Il giovanissimo Ludovico Bomben, che per la sua prima personale alla Galleria 42 ha realizzato un’installazione esclusivamente con l’uso di lampadari a sospensione – 75, tutti assolutamente identici - possiede la tensione delle Avanguardie a superare l’opera come forma chiusa.

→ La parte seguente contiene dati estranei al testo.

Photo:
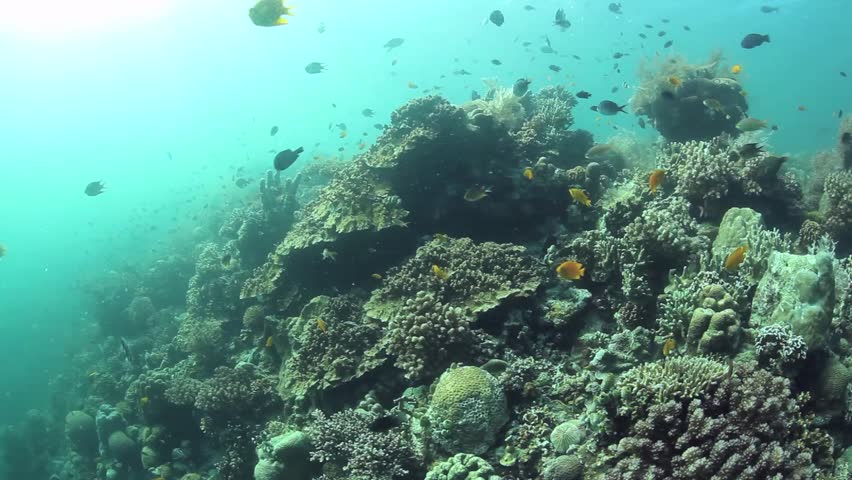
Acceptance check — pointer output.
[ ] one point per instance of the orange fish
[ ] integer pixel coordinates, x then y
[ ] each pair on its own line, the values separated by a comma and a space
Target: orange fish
736, 258
669, 346
580, 196
440, 273
571, 270
656, 179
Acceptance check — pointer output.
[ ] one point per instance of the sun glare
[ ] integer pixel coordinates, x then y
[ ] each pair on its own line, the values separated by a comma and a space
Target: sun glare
60, 17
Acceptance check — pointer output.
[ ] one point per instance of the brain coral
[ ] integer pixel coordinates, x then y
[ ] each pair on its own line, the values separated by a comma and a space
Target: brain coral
467, 410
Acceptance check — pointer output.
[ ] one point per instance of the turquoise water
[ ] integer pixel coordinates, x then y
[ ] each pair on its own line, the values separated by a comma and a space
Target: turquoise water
165, 102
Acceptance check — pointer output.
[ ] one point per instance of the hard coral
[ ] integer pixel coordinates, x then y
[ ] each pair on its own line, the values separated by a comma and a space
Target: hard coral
743, 425
428, 317
467, 410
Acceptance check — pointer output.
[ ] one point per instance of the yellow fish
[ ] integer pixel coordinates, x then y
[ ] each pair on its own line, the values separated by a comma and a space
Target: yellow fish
477, 193
571, 270
736, 258
669, 346
440, 273
269, 13
656, 179
580, 196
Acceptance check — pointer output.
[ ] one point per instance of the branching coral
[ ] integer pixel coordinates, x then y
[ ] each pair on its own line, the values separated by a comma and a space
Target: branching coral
322, 358
349, 449
430, 300
744, 424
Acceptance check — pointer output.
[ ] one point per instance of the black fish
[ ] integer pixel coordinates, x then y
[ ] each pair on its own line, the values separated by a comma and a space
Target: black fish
754, 40
608, 107
127, 353
521, 86
750, 150
314, 67
285, 158
560, 20
95, 188
385, 423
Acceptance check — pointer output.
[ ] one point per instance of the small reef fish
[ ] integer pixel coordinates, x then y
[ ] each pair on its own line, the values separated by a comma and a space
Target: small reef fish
736, 258
394, 43
285, 158
477, 193
656, 179
94, 189
269, 13
750, 124
580, 196
669, 346
601, 150
750, 150
571, 270
560, 20
521, 86
753, 40
608, 107
439, 272
315, 67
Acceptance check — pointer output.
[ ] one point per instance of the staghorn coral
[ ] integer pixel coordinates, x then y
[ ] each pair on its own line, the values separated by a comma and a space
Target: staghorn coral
746, 424
427, 317
349, 449
322, 359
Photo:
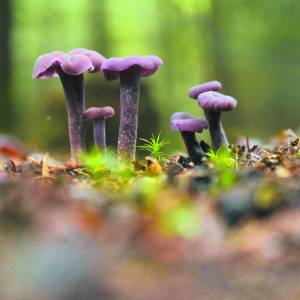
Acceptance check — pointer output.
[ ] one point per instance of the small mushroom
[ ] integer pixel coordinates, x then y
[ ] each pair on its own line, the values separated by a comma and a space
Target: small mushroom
98, 116
129, 70
70, 68
188, 126
213, 86
213, 104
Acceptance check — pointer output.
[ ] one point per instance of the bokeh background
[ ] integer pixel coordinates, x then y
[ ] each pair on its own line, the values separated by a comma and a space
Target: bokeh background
252, 47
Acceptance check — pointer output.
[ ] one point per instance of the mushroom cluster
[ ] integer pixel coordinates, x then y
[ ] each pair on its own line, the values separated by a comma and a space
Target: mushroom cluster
70, 67
213, 103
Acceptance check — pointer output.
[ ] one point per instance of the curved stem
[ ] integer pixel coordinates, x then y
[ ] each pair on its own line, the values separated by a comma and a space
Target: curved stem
75, 103
99, 133
193, 148
216, 130
129, 97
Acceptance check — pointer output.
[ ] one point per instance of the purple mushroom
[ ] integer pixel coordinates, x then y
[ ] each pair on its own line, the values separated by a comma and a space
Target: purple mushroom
129, 70
213, 86
98, 116
70, 68
213, 104
188, 126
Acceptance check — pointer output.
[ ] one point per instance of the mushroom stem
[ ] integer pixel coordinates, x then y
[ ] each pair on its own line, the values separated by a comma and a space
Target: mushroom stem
129, 97
193, 148
99, 133
216, 130
75, 103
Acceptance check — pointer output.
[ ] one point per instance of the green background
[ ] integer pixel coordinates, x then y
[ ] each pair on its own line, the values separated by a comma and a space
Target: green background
252, 47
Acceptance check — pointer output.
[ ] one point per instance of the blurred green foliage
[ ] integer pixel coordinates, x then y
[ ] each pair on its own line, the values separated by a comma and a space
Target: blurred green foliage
253, 47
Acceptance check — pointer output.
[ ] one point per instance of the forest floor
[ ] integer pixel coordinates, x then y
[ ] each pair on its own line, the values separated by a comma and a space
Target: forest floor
227, 229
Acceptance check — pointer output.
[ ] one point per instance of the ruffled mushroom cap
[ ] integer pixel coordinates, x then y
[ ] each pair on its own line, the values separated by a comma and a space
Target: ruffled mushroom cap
93, 113
214, 86
147, 65
75, 62
185, 122
213, 101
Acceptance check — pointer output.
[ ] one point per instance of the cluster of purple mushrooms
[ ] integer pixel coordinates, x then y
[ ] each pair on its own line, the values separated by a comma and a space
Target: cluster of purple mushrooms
71, 66
213, 103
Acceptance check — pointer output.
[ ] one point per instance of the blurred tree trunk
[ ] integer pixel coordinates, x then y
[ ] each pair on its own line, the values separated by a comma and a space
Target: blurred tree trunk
219, 45
5, 66
99, 26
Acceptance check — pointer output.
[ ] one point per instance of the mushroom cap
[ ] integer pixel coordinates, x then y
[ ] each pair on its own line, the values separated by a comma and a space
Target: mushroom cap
184, 122
147, 65
195, 91
75, 62
216, 101
94, 113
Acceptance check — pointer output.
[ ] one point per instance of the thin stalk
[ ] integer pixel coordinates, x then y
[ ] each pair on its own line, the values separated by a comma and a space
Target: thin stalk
75, 103
99, 133
129, 97
193, 148
216, 130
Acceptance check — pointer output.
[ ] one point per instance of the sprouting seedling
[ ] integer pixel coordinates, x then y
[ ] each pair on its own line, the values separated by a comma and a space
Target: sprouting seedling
100, 163
224, 163
154, 146
222, 158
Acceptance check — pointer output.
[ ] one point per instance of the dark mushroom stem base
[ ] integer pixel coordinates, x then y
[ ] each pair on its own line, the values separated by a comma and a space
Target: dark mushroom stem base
75, 103
99, 133
216, 130
129, 97
192, 146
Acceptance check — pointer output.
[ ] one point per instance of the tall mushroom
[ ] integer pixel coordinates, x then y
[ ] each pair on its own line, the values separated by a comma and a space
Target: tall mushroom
188, 126
70, 68
129, 70
213, 104
211, 86
98, 116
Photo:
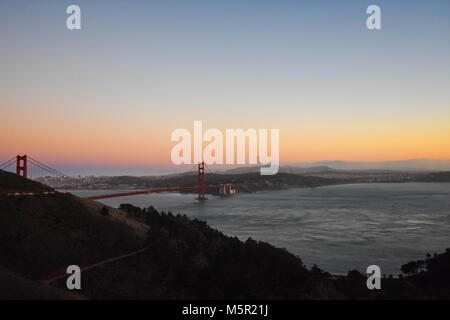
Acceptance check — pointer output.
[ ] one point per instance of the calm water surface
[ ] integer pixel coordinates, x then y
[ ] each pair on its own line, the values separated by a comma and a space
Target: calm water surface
339, 228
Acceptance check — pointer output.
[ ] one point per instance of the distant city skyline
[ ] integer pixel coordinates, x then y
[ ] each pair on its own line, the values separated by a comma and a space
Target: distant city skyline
109, 95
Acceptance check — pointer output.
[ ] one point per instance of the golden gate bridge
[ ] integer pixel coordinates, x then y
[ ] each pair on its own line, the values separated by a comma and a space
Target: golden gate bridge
29, 167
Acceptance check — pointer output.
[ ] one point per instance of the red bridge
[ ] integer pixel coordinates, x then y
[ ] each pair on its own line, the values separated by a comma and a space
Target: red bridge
21, 164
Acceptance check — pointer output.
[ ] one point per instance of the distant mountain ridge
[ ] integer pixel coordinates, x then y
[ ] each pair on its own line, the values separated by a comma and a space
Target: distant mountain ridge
328, 166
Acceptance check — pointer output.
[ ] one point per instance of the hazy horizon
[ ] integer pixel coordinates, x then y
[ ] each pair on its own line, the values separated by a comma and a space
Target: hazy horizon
111, 93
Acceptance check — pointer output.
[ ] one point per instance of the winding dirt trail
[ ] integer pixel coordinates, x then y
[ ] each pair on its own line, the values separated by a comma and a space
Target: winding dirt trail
61, 273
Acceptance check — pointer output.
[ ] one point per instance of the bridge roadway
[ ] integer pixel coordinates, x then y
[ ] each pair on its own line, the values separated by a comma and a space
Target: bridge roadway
157, 190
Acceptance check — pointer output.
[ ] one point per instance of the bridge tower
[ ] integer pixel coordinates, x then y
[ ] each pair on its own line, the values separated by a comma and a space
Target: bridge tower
201, 181
21, 165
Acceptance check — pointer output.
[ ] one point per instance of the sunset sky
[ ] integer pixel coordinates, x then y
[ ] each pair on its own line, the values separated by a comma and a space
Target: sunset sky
111, 93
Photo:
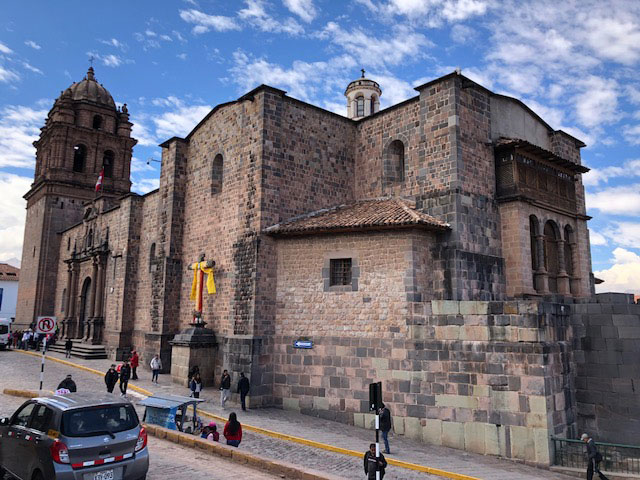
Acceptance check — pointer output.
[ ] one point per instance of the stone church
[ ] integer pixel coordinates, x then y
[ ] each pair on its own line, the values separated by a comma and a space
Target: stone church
439, 245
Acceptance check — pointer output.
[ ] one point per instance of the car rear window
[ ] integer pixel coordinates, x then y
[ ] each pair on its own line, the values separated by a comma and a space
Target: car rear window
98, 420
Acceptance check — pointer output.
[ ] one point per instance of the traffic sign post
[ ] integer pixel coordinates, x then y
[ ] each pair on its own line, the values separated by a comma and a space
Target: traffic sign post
45, 326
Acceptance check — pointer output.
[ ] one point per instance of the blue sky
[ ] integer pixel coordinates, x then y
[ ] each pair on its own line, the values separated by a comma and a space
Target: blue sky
574, 62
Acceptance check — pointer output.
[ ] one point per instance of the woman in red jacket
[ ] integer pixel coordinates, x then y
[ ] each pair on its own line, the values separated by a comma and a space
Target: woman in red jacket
233, 430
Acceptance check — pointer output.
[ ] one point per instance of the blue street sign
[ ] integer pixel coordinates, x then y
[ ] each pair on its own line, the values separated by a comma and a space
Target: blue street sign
303, 344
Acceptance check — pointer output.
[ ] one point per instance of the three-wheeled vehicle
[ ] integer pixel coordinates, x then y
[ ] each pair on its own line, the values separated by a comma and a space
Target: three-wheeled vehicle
174, 412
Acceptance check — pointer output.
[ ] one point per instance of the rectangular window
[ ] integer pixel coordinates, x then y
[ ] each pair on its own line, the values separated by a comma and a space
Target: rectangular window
340, 271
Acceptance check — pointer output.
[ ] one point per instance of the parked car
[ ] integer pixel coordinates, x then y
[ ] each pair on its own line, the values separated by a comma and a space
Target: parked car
79, 436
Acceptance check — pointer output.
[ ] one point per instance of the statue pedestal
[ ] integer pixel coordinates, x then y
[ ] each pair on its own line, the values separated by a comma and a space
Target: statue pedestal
195, 345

Realizza interventi site specific che non mirano a strutturare o connotare con la luce spazi astratti, bensì a destrutturare luoghi vissuti quotidianamente rispetto alle abitudini di chi costantemente li frequenta. Dopo la sua azione installativa, il luogo che pensavamo di conoscere ci lascerà spiazzati, disorientati, scossi dal torpore della routine e dalla pigrizia del nostro nervo ottico (o meglio, della pigrizia a elaborarne gli stimoli). Ma la luce non costituisce il nucleo della poetica di questo giovane artista, ne è uno strumento. Certo quello privilegiato, perché è la luce che orienta il nostro sguardo, condizionando la nostra idea degli spazi e il nostro comportamento rispetto ad essi. L’arte di Bomben parte da questo presupposto per risolversi interamente su un piano percettivo-sensoriale e psicologico. L’interazione con lo spettatore non richiede interventi attivi da parte di quest’ultimo, ma è limitata a una stimolazione dipendente dalla sua personalità e dalla sua memoria, e che sarà poi lui stesso a decidere quanto assecondare.